The Mach Micro Kernel started as a project in Operating Systems Design at Carnegie Mellon University.
The Micro Kernel (which isn't so micro by some standards) handles task scheduling, virtual memory abstraction, and inter-process communication and leaves the rest to server processes.
The original Mach Microkernel was used to run the BSD kernel as a server task that provided UNIX system call semantics. Interestingly enough, I don't think this configuration ever took advantage of the Micro Kernel at all.
How would a system take advantage of the Micro Kernel? I.e., what exactly are Mac Osx users missing?
Operating Systems running on top of Mach:
Next Step operating system (which did use the features of the microkernel a bit better than the standard BSD sever)
The Gnu Hurd
RISCOS from the former British computer company Acorn was based on the Mach-Kernel, at least initially. Are you sure? Could you provide any additional evidence for or information on this? RISC OS was based on an OS called Arthur; the Mach Microkernel was not involved. -- David Plumpton. Arthur was RISC OS 1. It has a simple kernel (with no multitasking at all - the window manager handles co-operative multutasking [CMT]) with loadable modules. RISC OS Gold was an attempt to port the RISC OS GUI on to Mach, but it failed horribly. --Rob Kendrick.

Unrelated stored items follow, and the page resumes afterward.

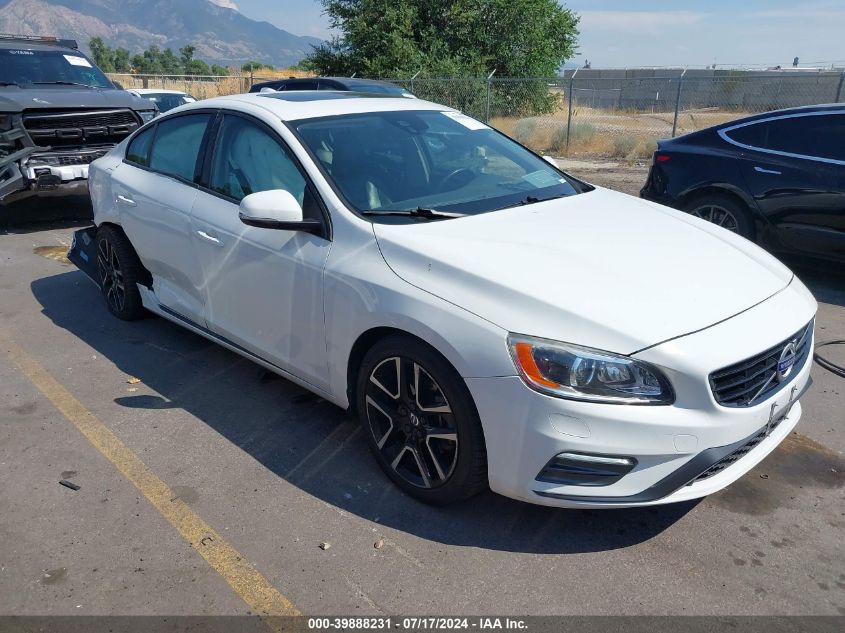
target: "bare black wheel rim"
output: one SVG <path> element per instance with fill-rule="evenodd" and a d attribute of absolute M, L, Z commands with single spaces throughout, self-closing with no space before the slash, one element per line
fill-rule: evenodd
<path fill-rule="evenodd" d="M 697 218 L 712 222 L 713 224 L 728 229 L 729 231 L 733 231 L 734 233 L 739 232 L 739 222 L 737 221 L 736 216 L 725 207 L 720 207 L 718 204 L 705 204 L 695 209 L 692 214 Z"/>
<path fill-rule="evenodd" d="M 458 431 L 443 389 L 408 358 L 381 361 L 367 380 L 367 422 L 379 452 L 420 488 L 449 480 L 458 460 Z"/>
<path fill-rule="evenodd" d="M 100 240 L 97 247 L 97 268 L 100 271 L 100 285 L 106 295 L 106 301 L 115 311 L 122 312 L 126 306 L 126 286 L 117 253 L 108 240 Z"/>

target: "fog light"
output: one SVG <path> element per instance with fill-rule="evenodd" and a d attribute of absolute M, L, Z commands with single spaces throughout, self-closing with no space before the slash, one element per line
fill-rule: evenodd
<path fill-rule="evenodd" d="M 609 486 L 637 465 L 633 457 L 560 453 L 537 475 L 537 481 L 560 486 Z"/>

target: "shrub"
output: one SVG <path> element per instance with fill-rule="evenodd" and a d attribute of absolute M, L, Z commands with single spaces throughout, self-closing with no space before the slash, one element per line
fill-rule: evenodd
<path fill-rule="evenodd" d="M 537 131 L 537 119 L 520 119 L 513 128 L 513 137 L 527 145 Z"/>
<path fill-rule="evenodd" d="M 570 146 L 587 145 L 596 136 L 596 126 L 583 121 L 573 121 L 572 130 L 569 133 Z M 549 149 L 556 152 L 566 151 L 566 125 L 561 125 L 554 132 L 549 141 Z"/>
<path fill-rule="evenodd" d="M 637 150 L 637 138 L 630 134 L 617 136 L 613 139 L 613 155 L 619 157 L 630 157 Z"/>

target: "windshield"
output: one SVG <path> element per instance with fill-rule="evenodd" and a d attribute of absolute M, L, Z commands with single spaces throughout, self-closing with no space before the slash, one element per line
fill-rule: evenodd
<path fill-rule="evenodd" d="M 173 108 L 178 108 L 180 105 L 196 101 L 196 99 L 190 95 L 173 94 L 170 92 L 147 93 L 141 96 L 144 97 L 144 99 L 155 103 L 156 106 L 158 106 L 159 112 L 167 112 Z"/>
<path fill-rule="evenodd" d="M 292 126 L 362 213 L 475 214 L 580 191 L 542 158 L 458 112 L 348 114 Z"/>
<path fill-rule="evenodd" d="M 114 88 L 112 82 L 79 51 L 0 49 L 0 84 L 84 84 Z"/>

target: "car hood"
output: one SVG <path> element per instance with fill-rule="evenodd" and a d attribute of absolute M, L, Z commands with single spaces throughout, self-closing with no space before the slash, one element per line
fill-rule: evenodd
<path fill-rule="evenodd" d="M 792 279 L 744 238 L 601 188 L 374 231 L 414 286 L 511 332 L 623 354 L 723 321 Z"/>
<path fill-rule="evenodd" d="M 0 88 L 0 112 L 22 110 L 49 110 L 67 108 L 132 108 L 151 110 L 153 105 L 146 99 L 125 90 L 100 88 L 74 88 L 71 86 L 36 86 Z"/>

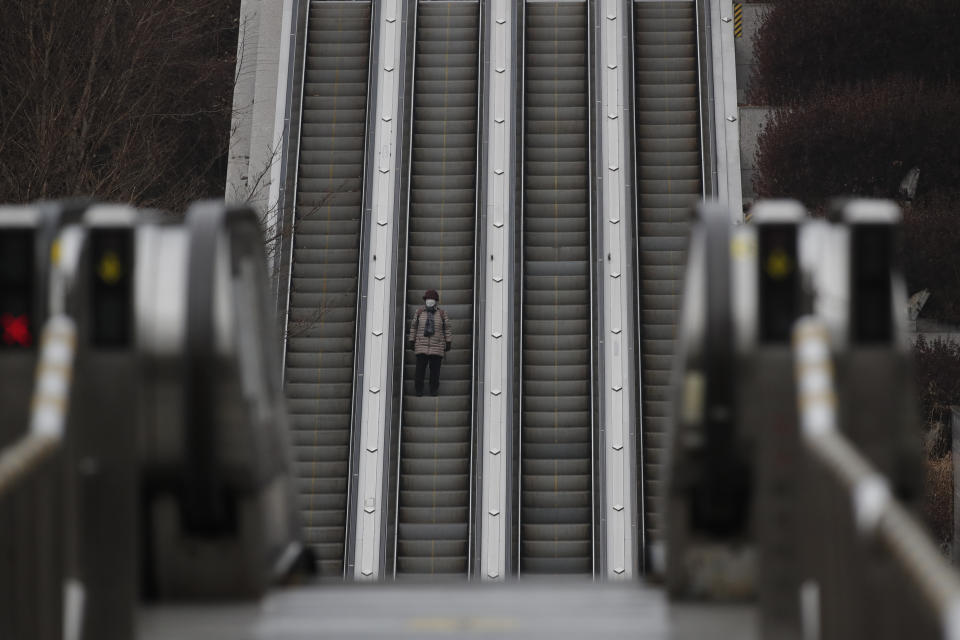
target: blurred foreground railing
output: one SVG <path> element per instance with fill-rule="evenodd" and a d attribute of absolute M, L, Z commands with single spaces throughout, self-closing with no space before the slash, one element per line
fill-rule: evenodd
<path fill-rule="evenodd" d="M 30 428 L 0 451 L 0 638 L 75 638 L 63 625 L 62 449 L 76 326 L 54 316 L 43 330 Z M 71 618 L 78 621 L 76 614 Z"/>
<path fill-rule="evenodd" d="M 794 330 L 803 637 L 960 638 L 960 576 L 841 432 L 825 325 Z"/>

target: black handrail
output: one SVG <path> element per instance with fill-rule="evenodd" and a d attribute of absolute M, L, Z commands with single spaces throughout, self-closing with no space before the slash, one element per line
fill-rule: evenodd
<path fill-rule="evenodd" d="M 694 492 L 693 524 L 715 535 L 742 530 L 749 509 L 750 464 L 738 453 L 733 379 L 736 357 L 731 303 L 731 225 L 726 207 L 698 207 L 705 234 L 706 372 L 703 475 Z"/>
<path fill-rule="evenodd" d="M 216 433 L 216 264 L 218 242 L 238 234 L 262 237 L 256 214 L 248 207 L 198 202 L 186 215 L 190 234 L 183 406 L 185 476 L 181 487 L 184 526 L 195 533 L 217 534 L 236 528 L 233 505 L 223 487 Z M 262 242 L 256 254 L 265 268 Z"/>

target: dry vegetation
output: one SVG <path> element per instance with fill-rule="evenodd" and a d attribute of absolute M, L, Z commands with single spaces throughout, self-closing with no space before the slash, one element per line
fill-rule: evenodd
<path fill-rule="evenodd" d="M 238 0 L 0 0 L 0 15 L 0 202 L 222 197 Z"/>
<path fill-rule="evenodd" d="M 901 262 L 926 317 L 960 323 L 960 3 L 792 0 L 755 40 L 751 102 L 777 107 L 758 141 L 756 190 L 814 210 L 838 195 L 894 198 Z M 914 167 L 917 191 L 900 185 Z M 916 388 L 926 444 L 923 509 L 952 539 L 950 406 L 960 404 L 960 346 L 919 340 Z"/>

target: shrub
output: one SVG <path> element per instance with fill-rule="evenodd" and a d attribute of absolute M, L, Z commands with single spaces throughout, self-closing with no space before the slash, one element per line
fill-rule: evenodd
<path fill-rule="evenodd" d="M 960 81 L 956 0 L 792 0 L 754 39 L 749 99 L 791 104 L 829 86 L 891 75 Z"/>
<path fill-rule="evenodd" d="M 930 290 L 924 316 L 960 324 L 960 191 L 905 207 L 901 264 L 909 291 Z"/>
<path fill-rule="evenodd" d="M 239 0 L 0 0 L 0 201 L 222 195 Z"/>
<path fill-rule="evenodd" d="M 818 91 L 777 110 L 757 141 L 755 188 L 818 208 L 831 197 L 896 197 L 920 167 L 919 194 L 960 185 L 960 91 L 903 79 Z"/>
<path fill-rule="evenodd" d="M 945 546 L 953 539 L 953 458 L 930 458 L 924 466 L 924 519 L 934 540 Z M 960 549 L 954 553 L 960 553 Z"/>
<path fill-rule="evenodd" d="M 950 406 L 960 405 L 960 344 L 928 341 L 922 335 L 913 347 L 914 381 L 927 428 L 949 433 Z"/>

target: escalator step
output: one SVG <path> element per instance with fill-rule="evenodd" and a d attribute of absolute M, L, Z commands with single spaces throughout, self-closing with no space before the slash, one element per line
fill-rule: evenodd
<path fill-rule="evenodd" d="M 590 573 L 586 3 L 526 13 L 521 573 Z"/>
<path fill-rule="evenodd" d="M 693 2 L 635 2 L 644 522 L 660 539 L 669 379 L 689 210 L 701 195 Z"/>
<path fill-rule="evenodd" d="M 477 2 L 418 8 L 406 315 L 439 291 L 454 348 L 437 398 L 414 395 L 406 354 L 398 577 L 467 573 L 479 17 Z"/>
<path fill-rule="evenodd" d="M 286 380 L 305 541 L 343 574 L 370 3 L 311 4 Z"/>

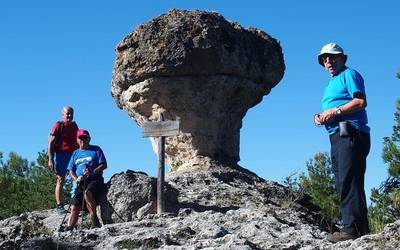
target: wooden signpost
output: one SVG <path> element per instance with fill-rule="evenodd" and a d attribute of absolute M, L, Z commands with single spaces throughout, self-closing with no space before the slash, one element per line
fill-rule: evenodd
<path fill-rule="evenodd" d="M 158 137 L 158 178 L 157 178 L 157 214 L 164 210 L 164 177 L 165 177 L 165 137 L 179 134 L 179 119 L 164 121 L 160 114 L 158 121 L 144 122 L 142 124 L 143 137 Z"/>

I've always wondered how possible it might be to simultaneously run mkLinux and OSX on top of the same Mach kernel as separate services. I never found out anything certain about this. Anyone know? -Kristoffer Lawson
(which isn't so micro by some standards) -- why is it not so micro anymore? I've always heard that it was bloated for a microkernel concept, but I've never seen anything tangible to back the claims.
How would a system take advantage of the Micro Kernel? I.e., what exactly are Mac Osx users missing? -- This depends on how far you want to go.
At a coarse level, you can have microkernel processes on the same scale as Unix processes. In this case, device drivers are maintained in user-level processes that can be launched from system start-up or from the shell with equal facility. Because they're user-level, a process that dies (say, due to a privilege violation) won't bring the whole machine down (like Linux modules can). A process, much like inetd, can be written to watch for driver interaction, and dynamically launch drivers on an as-needed basis. That same process can also watch for premature failures of the driver processes, and relaunch them silently as required. Additionally, you're free to run multiple instances of a driver as required. For example, I can conceive of a system whereby a ramdisk process can provide up to 1GB of RAM space for storage. If you need more, you can run multiple ram disk processes, and use another driver process to bind them together into a single virtual volume. More practically, the same concept can be applied to physical disks, where RAID configurations become as simple as editing a shell script.
At a finer grain, microkernel processes behave with semantics that are compatible with actors in object oriented programming. Therefore, microkernels may provide a better substrate for parallel programming than traditional, monolithic kernels. Since many microkernels provide such a close mapping to Erlang processes, I can easily conceive an operating system designed on top of a microkernel where Erlang is the language of choice, allowing it to better exploit the characteristics of the underlying kernel. Indeed, some environments (IIRC, Qnx Microkernel) have IDL compilers that allows a programmer to code up a daemon process of some kind, and make an RPC client library that talks to it. I suspect that most tools are aware of objects.